O documento mantém o teor do rascunho a que a reportagem teve acesso no último final de semana, antes da conclusão dos Diálogos Amazônicos, que reuniu ONGs e movimentos sociais nos três dias anteriores à Cúpula sob a promessa do governo federal de considerar reivindicações populares na reunião de chefes de Estado.
A Cúpula começou ainda pela manhã, com uma abertura oficial com discursos das autoridades e representantes da sociedade civil.
A fala mais impactante foi a do presidente colombiano, Gustavo Petro, que aproveitou a oportunidade para jogar luz sobre os dissensos em torno do encontro. O principal é a ideia de impedir novos projetos de exploração de petróleo na Amazônia, defendida publicamente por ele e rejeitada pelo presidente Lula (PT).

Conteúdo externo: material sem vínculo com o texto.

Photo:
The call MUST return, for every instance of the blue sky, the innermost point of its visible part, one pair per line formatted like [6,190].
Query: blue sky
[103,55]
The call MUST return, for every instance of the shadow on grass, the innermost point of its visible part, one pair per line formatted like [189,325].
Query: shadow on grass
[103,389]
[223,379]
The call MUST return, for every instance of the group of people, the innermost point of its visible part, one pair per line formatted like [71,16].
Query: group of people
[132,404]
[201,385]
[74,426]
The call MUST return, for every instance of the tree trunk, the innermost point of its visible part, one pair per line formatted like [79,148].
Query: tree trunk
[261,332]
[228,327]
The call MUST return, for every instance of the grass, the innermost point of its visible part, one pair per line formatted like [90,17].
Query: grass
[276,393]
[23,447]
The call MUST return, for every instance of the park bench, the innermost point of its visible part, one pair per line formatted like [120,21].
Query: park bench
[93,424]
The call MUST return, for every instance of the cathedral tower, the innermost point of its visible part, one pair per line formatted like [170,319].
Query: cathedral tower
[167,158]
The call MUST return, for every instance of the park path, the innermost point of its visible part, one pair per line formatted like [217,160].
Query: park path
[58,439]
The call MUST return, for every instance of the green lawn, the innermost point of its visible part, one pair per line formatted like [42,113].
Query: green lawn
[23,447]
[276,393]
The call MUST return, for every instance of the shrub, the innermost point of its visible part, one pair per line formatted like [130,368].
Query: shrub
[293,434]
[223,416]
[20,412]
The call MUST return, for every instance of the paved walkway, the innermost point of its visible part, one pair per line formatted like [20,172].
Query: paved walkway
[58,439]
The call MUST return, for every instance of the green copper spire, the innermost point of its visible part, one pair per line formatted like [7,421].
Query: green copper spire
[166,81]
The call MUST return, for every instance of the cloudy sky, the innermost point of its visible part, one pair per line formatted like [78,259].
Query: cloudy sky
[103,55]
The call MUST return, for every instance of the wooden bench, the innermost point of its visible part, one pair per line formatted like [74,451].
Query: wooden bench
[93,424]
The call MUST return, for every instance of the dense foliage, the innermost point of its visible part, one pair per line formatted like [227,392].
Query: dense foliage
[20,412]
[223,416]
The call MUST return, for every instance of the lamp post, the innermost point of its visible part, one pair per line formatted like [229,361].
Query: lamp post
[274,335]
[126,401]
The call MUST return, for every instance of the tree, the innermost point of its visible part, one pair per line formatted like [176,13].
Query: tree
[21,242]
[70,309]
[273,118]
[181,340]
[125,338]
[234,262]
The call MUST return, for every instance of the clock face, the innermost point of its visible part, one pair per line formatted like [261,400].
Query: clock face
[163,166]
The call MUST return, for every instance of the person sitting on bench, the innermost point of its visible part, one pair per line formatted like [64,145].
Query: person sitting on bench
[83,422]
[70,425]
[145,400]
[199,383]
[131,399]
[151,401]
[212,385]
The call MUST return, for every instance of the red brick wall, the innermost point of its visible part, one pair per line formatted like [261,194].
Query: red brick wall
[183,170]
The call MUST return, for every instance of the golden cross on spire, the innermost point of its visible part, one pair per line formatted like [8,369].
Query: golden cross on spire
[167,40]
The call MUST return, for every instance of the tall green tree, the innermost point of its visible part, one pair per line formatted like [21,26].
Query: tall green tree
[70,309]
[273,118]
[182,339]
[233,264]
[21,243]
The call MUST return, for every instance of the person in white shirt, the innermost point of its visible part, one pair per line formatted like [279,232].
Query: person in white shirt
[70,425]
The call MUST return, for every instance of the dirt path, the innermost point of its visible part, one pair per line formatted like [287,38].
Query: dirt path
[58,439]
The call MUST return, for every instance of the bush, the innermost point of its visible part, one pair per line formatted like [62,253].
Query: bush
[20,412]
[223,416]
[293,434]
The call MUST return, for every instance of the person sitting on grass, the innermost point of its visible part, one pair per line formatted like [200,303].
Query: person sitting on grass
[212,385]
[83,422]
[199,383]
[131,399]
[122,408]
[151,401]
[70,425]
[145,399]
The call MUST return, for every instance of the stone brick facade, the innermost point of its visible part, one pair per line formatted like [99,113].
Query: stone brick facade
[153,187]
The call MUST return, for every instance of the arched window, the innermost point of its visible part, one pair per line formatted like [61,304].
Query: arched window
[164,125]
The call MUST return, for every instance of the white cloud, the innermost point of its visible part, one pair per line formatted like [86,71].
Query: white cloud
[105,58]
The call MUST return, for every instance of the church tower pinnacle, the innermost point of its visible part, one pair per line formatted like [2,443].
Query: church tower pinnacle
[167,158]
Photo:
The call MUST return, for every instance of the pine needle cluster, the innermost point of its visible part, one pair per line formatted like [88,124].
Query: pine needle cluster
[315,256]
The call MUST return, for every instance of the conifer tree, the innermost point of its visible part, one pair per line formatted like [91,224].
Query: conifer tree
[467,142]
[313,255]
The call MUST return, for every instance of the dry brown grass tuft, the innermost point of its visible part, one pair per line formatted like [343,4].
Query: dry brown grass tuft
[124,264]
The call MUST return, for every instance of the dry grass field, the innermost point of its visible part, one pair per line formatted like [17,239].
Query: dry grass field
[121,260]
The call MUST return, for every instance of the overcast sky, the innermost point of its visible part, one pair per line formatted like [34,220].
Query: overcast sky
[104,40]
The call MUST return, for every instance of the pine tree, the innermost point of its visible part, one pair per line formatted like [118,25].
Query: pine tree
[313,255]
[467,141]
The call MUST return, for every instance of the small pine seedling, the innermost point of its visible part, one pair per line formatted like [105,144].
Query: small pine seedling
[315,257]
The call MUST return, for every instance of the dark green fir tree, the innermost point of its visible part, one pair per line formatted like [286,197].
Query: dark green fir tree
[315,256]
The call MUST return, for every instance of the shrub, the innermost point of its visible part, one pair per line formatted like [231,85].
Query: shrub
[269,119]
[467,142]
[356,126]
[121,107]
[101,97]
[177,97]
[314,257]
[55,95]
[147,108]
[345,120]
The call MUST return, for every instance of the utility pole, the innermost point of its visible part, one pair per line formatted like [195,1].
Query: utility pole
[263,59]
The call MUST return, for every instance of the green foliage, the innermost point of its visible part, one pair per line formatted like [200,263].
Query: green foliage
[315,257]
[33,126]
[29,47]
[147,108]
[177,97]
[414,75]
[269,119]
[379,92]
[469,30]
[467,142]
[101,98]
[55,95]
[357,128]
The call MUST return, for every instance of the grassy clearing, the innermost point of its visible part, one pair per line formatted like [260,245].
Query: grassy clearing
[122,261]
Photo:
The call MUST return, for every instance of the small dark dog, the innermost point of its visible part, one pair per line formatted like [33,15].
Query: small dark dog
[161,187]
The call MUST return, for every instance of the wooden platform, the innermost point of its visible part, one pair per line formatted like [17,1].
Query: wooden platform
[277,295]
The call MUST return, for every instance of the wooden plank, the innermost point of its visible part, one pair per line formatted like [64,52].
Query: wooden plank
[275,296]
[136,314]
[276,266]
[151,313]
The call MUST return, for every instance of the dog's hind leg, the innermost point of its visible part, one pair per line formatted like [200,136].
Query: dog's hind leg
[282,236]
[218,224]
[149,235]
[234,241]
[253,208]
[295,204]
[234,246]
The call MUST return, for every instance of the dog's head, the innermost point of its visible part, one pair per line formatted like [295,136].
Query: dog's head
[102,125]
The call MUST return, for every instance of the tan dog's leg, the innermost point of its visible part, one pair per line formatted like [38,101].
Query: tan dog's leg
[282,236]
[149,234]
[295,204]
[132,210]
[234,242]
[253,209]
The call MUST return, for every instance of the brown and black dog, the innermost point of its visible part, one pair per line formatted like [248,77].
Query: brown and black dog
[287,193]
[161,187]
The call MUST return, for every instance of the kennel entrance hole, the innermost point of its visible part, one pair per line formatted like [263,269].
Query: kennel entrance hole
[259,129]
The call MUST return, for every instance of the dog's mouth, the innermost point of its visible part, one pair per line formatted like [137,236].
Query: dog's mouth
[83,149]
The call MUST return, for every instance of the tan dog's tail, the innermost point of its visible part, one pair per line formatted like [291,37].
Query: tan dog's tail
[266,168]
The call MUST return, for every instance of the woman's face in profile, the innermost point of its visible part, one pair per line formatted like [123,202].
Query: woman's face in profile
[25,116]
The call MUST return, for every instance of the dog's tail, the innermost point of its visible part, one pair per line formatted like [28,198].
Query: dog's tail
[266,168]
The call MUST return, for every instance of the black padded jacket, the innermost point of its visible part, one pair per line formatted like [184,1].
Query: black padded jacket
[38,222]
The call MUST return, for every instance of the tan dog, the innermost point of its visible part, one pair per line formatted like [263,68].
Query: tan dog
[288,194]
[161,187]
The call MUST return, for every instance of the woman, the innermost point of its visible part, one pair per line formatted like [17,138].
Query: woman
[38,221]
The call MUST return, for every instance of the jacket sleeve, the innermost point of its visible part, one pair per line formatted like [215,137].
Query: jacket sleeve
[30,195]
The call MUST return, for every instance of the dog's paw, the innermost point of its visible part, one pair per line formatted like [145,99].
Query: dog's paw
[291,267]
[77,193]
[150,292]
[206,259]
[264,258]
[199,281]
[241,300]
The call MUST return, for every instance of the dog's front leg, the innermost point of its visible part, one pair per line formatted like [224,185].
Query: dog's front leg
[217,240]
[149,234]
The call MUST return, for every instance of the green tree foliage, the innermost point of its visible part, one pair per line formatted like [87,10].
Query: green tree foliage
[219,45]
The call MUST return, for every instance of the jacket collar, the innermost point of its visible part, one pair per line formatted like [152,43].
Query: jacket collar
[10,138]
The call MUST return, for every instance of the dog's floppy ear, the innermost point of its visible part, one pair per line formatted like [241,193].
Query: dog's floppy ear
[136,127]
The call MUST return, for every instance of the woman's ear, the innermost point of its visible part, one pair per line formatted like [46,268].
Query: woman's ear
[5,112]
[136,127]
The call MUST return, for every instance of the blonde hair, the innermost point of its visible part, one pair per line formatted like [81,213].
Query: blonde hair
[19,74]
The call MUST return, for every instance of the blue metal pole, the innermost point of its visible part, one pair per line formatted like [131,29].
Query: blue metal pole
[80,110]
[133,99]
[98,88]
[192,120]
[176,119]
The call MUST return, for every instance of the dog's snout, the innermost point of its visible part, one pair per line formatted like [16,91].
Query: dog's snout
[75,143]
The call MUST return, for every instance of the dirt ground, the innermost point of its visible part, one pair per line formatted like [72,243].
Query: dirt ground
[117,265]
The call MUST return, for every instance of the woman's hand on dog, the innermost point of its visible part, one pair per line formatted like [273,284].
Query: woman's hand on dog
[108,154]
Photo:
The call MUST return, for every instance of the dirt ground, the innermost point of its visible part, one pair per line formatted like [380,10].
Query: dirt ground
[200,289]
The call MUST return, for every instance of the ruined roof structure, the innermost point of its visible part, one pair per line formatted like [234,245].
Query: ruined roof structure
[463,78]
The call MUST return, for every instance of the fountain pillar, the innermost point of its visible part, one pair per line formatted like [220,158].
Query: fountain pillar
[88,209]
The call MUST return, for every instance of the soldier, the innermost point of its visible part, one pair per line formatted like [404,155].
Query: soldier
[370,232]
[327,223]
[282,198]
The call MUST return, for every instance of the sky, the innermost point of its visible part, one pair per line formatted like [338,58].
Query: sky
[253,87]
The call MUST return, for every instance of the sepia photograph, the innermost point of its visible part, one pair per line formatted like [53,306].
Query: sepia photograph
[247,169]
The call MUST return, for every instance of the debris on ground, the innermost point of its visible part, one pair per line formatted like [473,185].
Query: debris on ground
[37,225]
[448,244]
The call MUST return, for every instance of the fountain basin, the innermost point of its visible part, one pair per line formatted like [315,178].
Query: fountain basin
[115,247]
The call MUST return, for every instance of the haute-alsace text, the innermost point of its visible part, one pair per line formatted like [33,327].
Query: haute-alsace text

Numa fala dura, que aconteceu pouco depois do discurso do brasileiro, Petro acusou a esquerda de negacionismo climático. “Há um enorme conflito ético, sobretudo por forças progressistas, que deveriam estar ao lado da ciência”, afirmou, tratando do consenso científico sobre a crise do clima.
“[Os governos de] direita têm um fácil escape, que é o negacionismo. Negam a ciência. Para os progressistas, é muito difícil. Gera então outro tipo de negacionismo: falar em transições”, disse, em referência ao frequente termo usado por governos para justificar a continuidade dos investimentos em energias de fontes fósseis.
Criticado por Petro, o argumento da transição energética foi reforçado ao longo da tarde pelo ministro de Minas e Energia, Alexandre Silveira, e pelo presidente da Petrobras, Jean Paul Prates, que falaram à imprensa em momentos separados.
“O que nós temos que fazer, inclusive aproveitando que a COP será aqui, é discutir como o uso do petróleo, que ainda vai durar por algumas décadas, pode ajudar a financiar a transição energética”, afirmou Prates.
Já Silveira incitou dúvidas, sem apresentar evidências, sobre o consenso científico em torno da necessidade de se barrar novos investimentos em combustíveis fósseis. Questionado sobre a declaração de Petro sobre o negacionismo, Silveira não comentou.
Entre as medidas concretas decididas pela declaração estão a criação de um painel técnico científico da Amazônia, inspirado no IPCC, o painel do clima da ONU, e também do Observatório Regional Amazônico, que será instalado na estrutura da OTCA (Organização do Tratado de Cooperação Amazônica) para compartilhar informações em tempo real entre os países.
A declaração também comunica a criação do Centro de Cooperação Policial Internacional da Amazônia, com sede em Manaus, para integração de inteligência e esforços policiais no combate a crimes na região.
O texto também traz um compromisso específico de cooperação para combate ao garimpo ilegal, prevendo “erradicar a exploração ilícita de minerais e delitos conexos, incluindo lavagem de dinheiro”.
A cooperação contra o garimpo deve focar a “troca de informações sobre comércio e contrabando de mercúrio e outros metais pesados e na harmonização de políticas públicas para sua regulamentação e controle”.
O documento reconhece direitos indígenas, como o territorial e a serem consultados sobre projetos que afetem suas terras, em consonância com a Convenção 169 da OIT (Organização Internacional do Trabalho). O acordo ainda prevê fortalecer a cooperação para enfrentar a violência de gênero, a misoginia e o racismo na região amazônica.